1. Encourage participation to win your readers
Probably the most important lesson I learned from the conference came from Scott Jaschik,co-founder and editor of Inside Higher Ed. In order to engage readers, it’s not enough to just write about students and the issues important to them. To fully engage students in the story and create a dialogue, we need to encourage active participation with the paper. Jaschik used the idea of stories on parking problems as an example. Rather than write articles about parking changes or problems, try doing a contest searching for the worst parking horror story and offer a prize to the best tale of woe. The prizes offered should connect back to the story, like a one day pass to park in the faculty lot or one day of free valet parking (how cool would that be? Probably a little iffy when it comes to insurance, but a great direction none the less).
2. Want to be an education reporter? Show up and get learnin’
EWA project director Kenneth Terrell offered his thoughts on ways student journalists can get a leg up on their peers during a conversation at lunch. Terrell suggested that the best way to get into educational journalism was to attend as many conferences like the EWA’s as possible. Not only does it allow you the chance to learn what issues are affecting schools around the country, and how journalists are attacking these stories, it provides an opportunity to make connections with professional journalists. This can help to give you some inroads after college, when you’re looking for a job, but also give you information about things you never knew existed. Which leads us to…

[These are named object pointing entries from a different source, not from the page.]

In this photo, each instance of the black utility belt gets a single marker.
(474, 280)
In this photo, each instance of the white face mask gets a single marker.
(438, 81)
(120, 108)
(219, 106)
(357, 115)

3. Chess reporting. Yes. It’s a thing.
When Jamaal Abdul-Alim off-handedly mentioned that he was a chess reporter, Twitter blew up. Abdul-Alim offered some great advice on using what you know and love (in his case, chess) and applying it to other fields. Abdul-Alim started freelancing at different chess tournaments around the country and the world and started building connections. He found that most of the major tournaments were hosted by defense contractors, who use the tournaments as a way to scout talent. These connections have been invaluable throughout his career. No, we don’t all have to become chess reporters, but think about the things that interest you. How can you connect those things to the larger world and build, not only your contacts, but your understanding of the world at large and as a result become a better journalist.
4. Find the person who knows it all.
Scott Jaschik mentioned during his session on building better stories something that really struck a chord with me. “Who is the unofficial university historian” at your school. What he meant was: Who understands the way things work now, and the way things worked in the past? Who knows all of the school’s dirty little secrets, and better yet, who is willing to tell you about them? Find that person. It won’t be easy, and more than likely there’s more than one. Whoever this person is could be a literal fount of information.
5. Rankings? What rankings?
Finally, something that several panelists brought up was the idea of not reporting on rankings the way they’ve been reported on in the past. The issues we should be tackling when it comes to rankings is not the numerical ranking itself, but rather what that ranking means and how the school received it. If the school claims its major focus is in one area, but it’s ranked higher in a completely unrelated area, what’s the reason for this? Regarding sexual assaults, we shouldn’t be writing about the fact that one school received more reports of problems than another. Rather, we should be discussing why one school has more reports. This doesn’t have to mean that more reports of assaults indicate the school has more problems, it could mean that the school is making students feel more comfortable coming forward. More reports could be a good thing. We have a tendency to write about the bad, but not the good work being done.